Over the past 25 years, computers and automation have increasingly made it possible to provide such a detailed audit trail. The problem was that the transaction data was encoded and stored in a format that I had chosen. There was no standard, so I made up my own. I had yet to write a convenient audit program that could display and analyze the data. As a result, the regulators had no choice but to call me in to extract and interpret the data they wanted to examine.
I hadn’t heard about FIX back then in 1994. If I had, the story might have been very different.
Establishing a common language
FIX is a communications protocol. In other words it defines how messages can be reliably exchanged between two communicating parties, making sure that messages arrive intact, in the correct order and without any being lost.

However, FIX is also a data standard. It defines the detailed content of the messages being sent. Each type of data in FIX is associated with a unique number – the “tag number”. For example, the quantity of an order is defined to be tag number 38. As such, a FIX message is simply a list of tag numbers and their corresponding values. FIX also defines the allowable values for different kinds of data. It specifies that an order to buy is represented by the value “1” in the special data field with tag number 54. An order to sell, stores the value “2” in this field.
This may all seem trivial – and a little arbitrary. Why not, for arguments sake, use “B” for buy or “S” for sell. (Trafic was built for the French market, so it used “A” for buy – acheter – and “V” for sell – vendre.) However, what is most important about FIX is not the way it choses to represent data (tag=value) or the precise values chosen that the data can take. What is most important is that FIX establishes a common standard for financial data.

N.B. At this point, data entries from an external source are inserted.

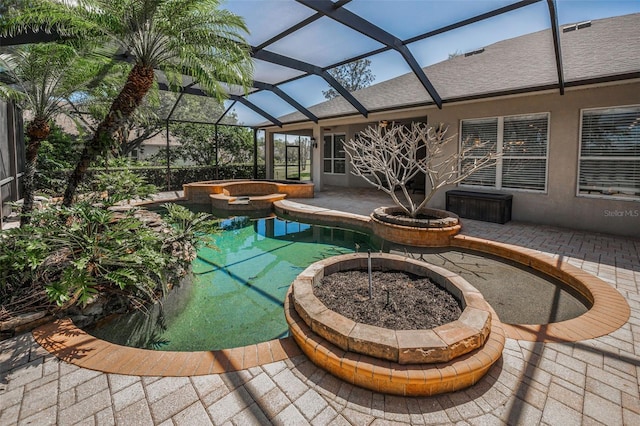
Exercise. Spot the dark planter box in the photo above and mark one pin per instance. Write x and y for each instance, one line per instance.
(485, 206)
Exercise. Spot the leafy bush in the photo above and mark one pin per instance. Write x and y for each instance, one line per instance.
(70, 255)
(120, 185)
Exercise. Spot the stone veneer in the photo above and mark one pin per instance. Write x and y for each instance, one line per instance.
(440, 344)
(200, 192)
(436, 233)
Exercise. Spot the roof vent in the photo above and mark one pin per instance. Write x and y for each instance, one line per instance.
(474, 52)
(578, 26)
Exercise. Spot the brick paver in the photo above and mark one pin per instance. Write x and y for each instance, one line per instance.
(591, 381)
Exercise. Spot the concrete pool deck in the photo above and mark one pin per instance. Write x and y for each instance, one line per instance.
(588, 381)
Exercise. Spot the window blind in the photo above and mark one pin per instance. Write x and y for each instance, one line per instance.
(523, 141)
(610, 152)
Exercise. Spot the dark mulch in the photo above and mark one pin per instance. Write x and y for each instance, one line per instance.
(400, 301)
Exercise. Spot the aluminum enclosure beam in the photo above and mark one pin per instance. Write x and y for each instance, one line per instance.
(288, 62)
(556, 43)
(255, 108)
(355, 22)
(286, 98)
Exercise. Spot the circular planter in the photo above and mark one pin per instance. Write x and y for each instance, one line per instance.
(352, 350)
(436, 232)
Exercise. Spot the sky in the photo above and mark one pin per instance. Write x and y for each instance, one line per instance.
(325, 42)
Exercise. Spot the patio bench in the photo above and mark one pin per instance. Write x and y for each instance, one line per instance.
(484, 206)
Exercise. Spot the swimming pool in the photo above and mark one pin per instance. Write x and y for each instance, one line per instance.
(237, 293)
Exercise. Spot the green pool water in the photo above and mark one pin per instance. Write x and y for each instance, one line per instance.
(237, 292)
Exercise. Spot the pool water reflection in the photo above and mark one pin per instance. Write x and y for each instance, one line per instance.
(238, 289)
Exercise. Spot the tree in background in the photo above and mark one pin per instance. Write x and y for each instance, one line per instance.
(353, 76)
(391, 157)
(43, 77)
(174, 36)
(144, 123)
(197, 143)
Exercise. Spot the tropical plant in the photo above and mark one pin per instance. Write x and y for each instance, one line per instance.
(66, 256)
(122, 185)
(392, 157)
(177, 37)
(42, 77)
(58, 152)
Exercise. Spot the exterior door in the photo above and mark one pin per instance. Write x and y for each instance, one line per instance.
(292, 162)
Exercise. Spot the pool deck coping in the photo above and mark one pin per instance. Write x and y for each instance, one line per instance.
(71, 344)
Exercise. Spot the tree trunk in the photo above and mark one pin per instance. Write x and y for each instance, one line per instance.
(37, 131)
(138, 83)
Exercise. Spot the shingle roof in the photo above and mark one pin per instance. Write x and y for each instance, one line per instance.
(608, 48)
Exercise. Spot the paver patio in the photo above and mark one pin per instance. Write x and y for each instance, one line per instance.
(592, 381)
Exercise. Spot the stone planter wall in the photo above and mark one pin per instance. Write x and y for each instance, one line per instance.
(474, 342)
(412, 232)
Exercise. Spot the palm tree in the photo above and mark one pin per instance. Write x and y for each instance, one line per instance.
(40, 78)
(178, 37)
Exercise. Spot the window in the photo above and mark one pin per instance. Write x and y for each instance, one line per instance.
(334, 154)
(522, 140)
(610, 153)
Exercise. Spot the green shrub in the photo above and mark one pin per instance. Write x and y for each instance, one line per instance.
(69, 255)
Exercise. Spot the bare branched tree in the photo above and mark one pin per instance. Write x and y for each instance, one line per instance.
(390, 158)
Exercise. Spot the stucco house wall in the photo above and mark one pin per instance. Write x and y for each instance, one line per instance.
(559, 205)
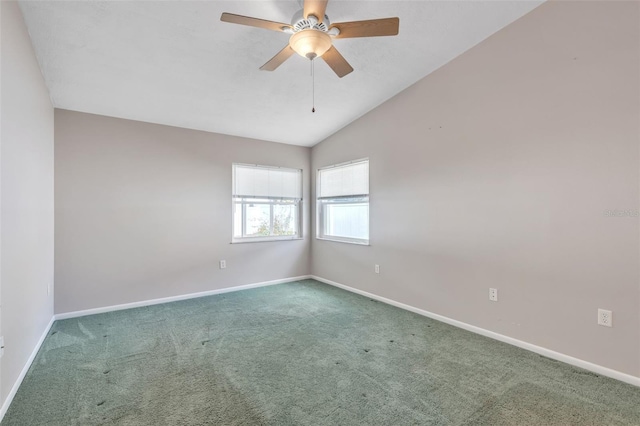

This standard is now everywhere. Pretty much all financial software, anywhere in the world, understands FIX. Had I known about it back in 1994, it is likely that I would have stored all transaction data according to the FIX data standard. It would have been something that the regulators would have been able to decifer themselves – and I would have got a better nights sleep.
FIX as an integrator
FIX was originally designed as a standard way that a broker’s clients could send their orders and receive back their trades electronically. Today, brokers also commonly use FIX to communicate with electronic markets, such as stock exchanges.

However, FIX is not just used for external communications. Many organizations now use FIX for routing orders and trades between the different internal programs used for order processing. These days it is almost inconceivable that any commercial financial software would be successful without the ability to “talk” FIX. Equally, it is unlikely that custom software written in-house would be designed without a FIX capability.
This makes FIX the natural “glue” for integrating the numerous programs that typically run within any financial organization.
Even old “legacy” software that knows nothing of FIX will typically be integrated into an organization by writing a wrapper around it that translates its proprietary external communications into FIX.
So, increasingly, FIX tracks the whole life cycle of an order or trade within an organization, and even across multiple organizations.